Methods: This cross-sectional study was conducted at Chaudhary Muhammad Akram Teaching and Research Hospital, Lahore, over three months. A total of 95 patients with suspected or known cardiovascular risk factors were enrolled using a non-probability consecutive sampling technique. Each participant underwent non-contrast multidetector CT scanning using Toshiba Aquilion 64-slice CT to calculate Agatston scores for the left main artery (LMA), left anterior descending artery (LADA), and left circumflex artery (LCA). Coronary artery disease severity was evaluated through CT coronary angiography. Statistical analysis was performed using SPSS version 25. Continuous variables were reported as mean ± SD, and categorical variables as frequencies and percentages.
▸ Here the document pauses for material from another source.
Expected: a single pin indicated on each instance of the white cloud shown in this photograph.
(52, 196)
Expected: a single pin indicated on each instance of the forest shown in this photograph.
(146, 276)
Results: Of the 93 patients analyzed, the mean age was 56.04 ± 9.19 years (range 33–78); 72 (77.4%) were male and 21 (22.6%) female. Hypertension and diabetes were present in 60.2% and 55.9% of patients, respectively. The mean Agatston scores were: LMA – 16.41, LADA – 135.67, LCA – 106.70, and total score – 364.83. Median total score was 198.00, with a range from 1.0 to 1797.0. Severity distribution indicated 35.5% mild, 33.3% moderate, and 31.2% severe calcification patterns.
Conclusion: The Agatston score demonstrated a strong predictive value for CAD severity and clinical outcomes. Incorporating CAC scoring in standard cardiac evaluations may improve early detection, enhance risk stratification, and guide more tailored treatment approaches.